Bugüne kadar tamamen hukuk düzleminde, mesleki etik ve ilkeler, kamu yararı ve temel ahlak kuralları üzerinden çalışmalarını sürdürmüş; açık şekilde bu çalışmalarını ve fikirlerini kamuoyuyla paylaşmış olan TMMOB Şehir Plancıları Odası olarak, Çevre ve Şehircilik Bakanı`nın 104 emekli amiralin bildirisinden yola çıkarak fırsatçı, zorlama ve aceleci biçimde kaleme aldığı; rol çalma çabası net biçimde görülen açıklamasında 11 maddede kendince gerekçelendirmeye çalıştığı Kanal İstanbul Projesi`nin neden yanlış, kamu yararına aykırı, geniş halk kesimlerini yoksullaştıracak ve çevresel bir yıkım projesi olduğunu açıklamak isteriz.
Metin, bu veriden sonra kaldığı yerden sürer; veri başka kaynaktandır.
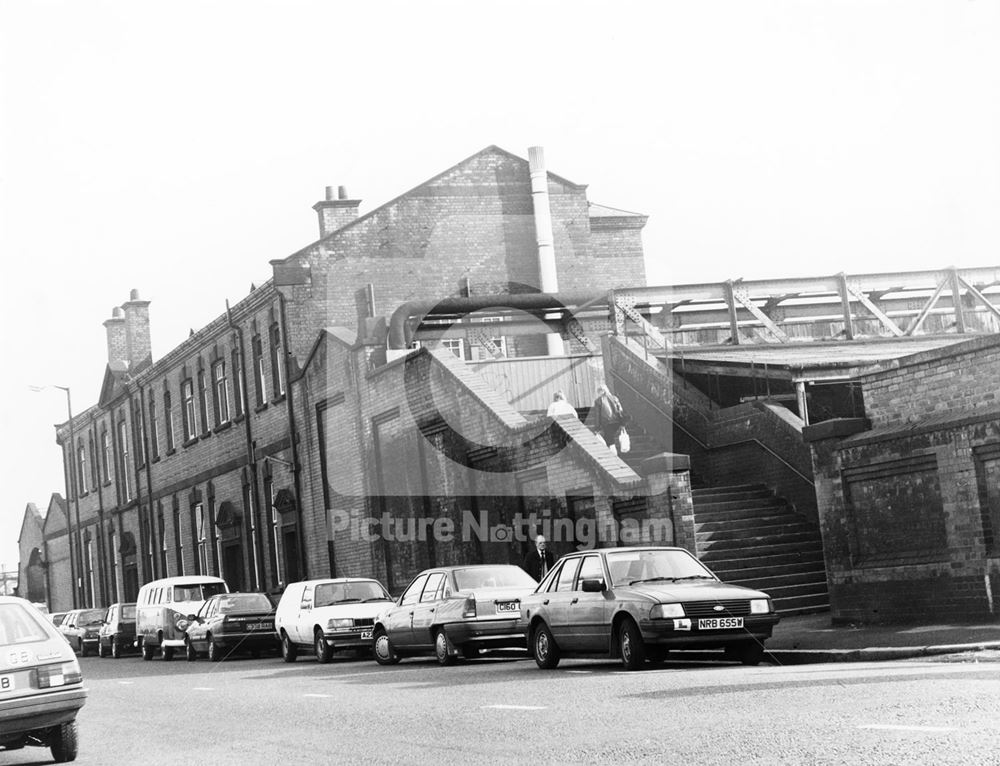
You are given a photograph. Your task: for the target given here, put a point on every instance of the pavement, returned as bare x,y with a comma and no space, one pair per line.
800,639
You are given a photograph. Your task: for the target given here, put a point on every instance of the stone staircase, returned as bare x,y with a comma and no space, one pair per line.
750,537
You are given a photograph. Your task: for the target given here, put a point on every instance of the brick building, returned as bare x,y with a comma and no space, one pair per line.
219,457
908,499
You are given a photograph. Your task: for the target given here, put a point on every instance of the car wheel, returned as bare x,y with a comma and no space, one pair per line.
288,650
749,653
63,743
545,647
385,652
630,645
323,651
443,648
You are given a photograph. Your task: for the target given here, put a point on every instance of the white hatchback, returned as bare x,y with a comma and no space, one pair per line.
329,615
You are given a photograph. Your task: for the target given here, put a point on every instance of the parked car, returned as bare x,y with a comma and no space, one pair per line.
41,686
329,616
229,623
447,611
81,628
57,618
639,603
117,633
162,609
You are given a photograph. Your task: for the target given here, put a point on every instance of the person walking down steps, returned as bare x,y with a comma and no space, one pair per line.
609,418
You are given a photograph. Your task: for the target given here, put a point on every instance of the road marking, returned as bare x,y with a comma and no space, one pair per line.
900,727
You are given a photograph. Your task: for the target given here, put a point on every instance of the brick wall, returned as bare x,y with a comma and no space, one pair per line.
957,378
904,521
425,437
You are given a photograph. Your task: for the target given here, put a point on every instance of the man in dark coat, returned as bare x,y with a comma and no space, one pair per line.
539,560
608,416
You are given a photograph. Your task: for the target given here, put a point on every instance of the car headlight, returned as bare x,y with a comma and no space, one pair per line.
340,623
661,611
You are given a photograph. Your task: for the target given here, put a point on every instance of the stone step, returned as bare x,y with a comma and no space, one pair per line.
737,570
815,602
764,525
726,494
755,543
729,506
717,552
729,489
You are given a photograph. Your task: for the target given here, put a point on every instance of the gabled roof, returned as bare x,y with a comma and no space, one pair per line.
603,211
115,374
491,149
KANAL İSTANBUL PROJESİNE KARŞIYIZ ÇÜNKÜ. KANAL İSTANBUL

Milyonlarca metrekare orman alanı, mera alanı ve verimli tarım arazisi ile birlikte iki antik şehir ile doğal ve arkeolojik sit alanlarının yok olmasına,

İstanbul`un su kaynaklarının tükenmesine,

Sazlıdere, Terkos, Küçükçekmece Gölü gibi önemli su kaynaklarının tuzlanmasına, deniz ve tatlı su havzalarının tuzluluk oranlarının ve su rejimi hidrolojisinin bozulması ile bu alanlardaki karasal ve denizel ekosistemlerin kalıcı olarak zarar görmesine,

Proje güzergahındaki aktif fay hatları üzerine en az 2 milyon ek nüfus yerleştirilmesi nedeniyle olası bir depremde risklerin artmasına,

Boğazdaki iki yönlü akıntı sisteminin ortadan kalkmasına, böylelikle Karadeniz`deki kirliliğin Marmara`ya akmasına ve hem Karadeniz hem Marmara`daki ekosistemin onarılmaz bir derecede bozulmasına,

Geçimini tarım ve hayvancılıktan sağlayan yöre halkının hem yaşam alanlarını hem de geçim kaynaklarını kaybetmesine, mülksüzleştirilmelerine,

Bilimin, tekniğin ve aklın tamamen devre dışı bırakıldığı bir karar alma süreci sonunda, yüzbinlerce insanın yaşayacağı yeni şehirlerin inşası ile, İstanbul`un nüfus, istihdam ve kentsel hizmet sunumu dengelerinin tamamen değişmesine,

Yukarıda örnekleri sıralanan ve tüm yükü halkın vergilerinden karşılanan projeler gibi kanalın yapımı, işletim maliyeti ve geri ödeme süreçleriyle geleceğimizin ipotek altına alınmasına,

İstanbul`un en büyük sorunlarından olan karayolu trafiğinin katlanarak artmasına,

Su yolunun, teknik özellikleri nedeniyle Boğaz`dan çok daha büyük riskler ortaya çıkarmasına sebep olacaktır.

Özetle, tamamlandığında denizcilik, ulaşım ve uluslararası ilişkiler tarihini değiştireceği varsayılan "vatan ve millet projesi" olarak değerlendirilen Kanal İstanbul`un artık günü geçmiş klasik jeopolitik söylemlerle savunulamayacağı, böylesi bir projenin halkın yararına olmayacağı açıktır. İktidar eliyle, hukuki yollardan yapılaşmaya açılması mümkün olmayan doğal alanların ve hassas ekosistemlerin, milli güvenlik ve milli menfaatler gibi bahaneler ile acımasız bir talana konu edilmesi planlanmaktadır. Bu planın farkındayız ve sonuna kadar karşısındayız.

Kamusal kaynaklarımızın, doğal değerlerimizin bürokratların şahsi ikbaline feda edilmemesi için; bu yönetim anlayışının geleceğimizi daha fazla karartmaması için tüm mesleki bilgi ve birikimimizle, hukuka ve bilime olan inancımızla, Kanal İstanbul`a karşı mücadele etmeye devam edeceğimizi, tüm üyelerimize ve kamuoyuna saygıyla duyururuz.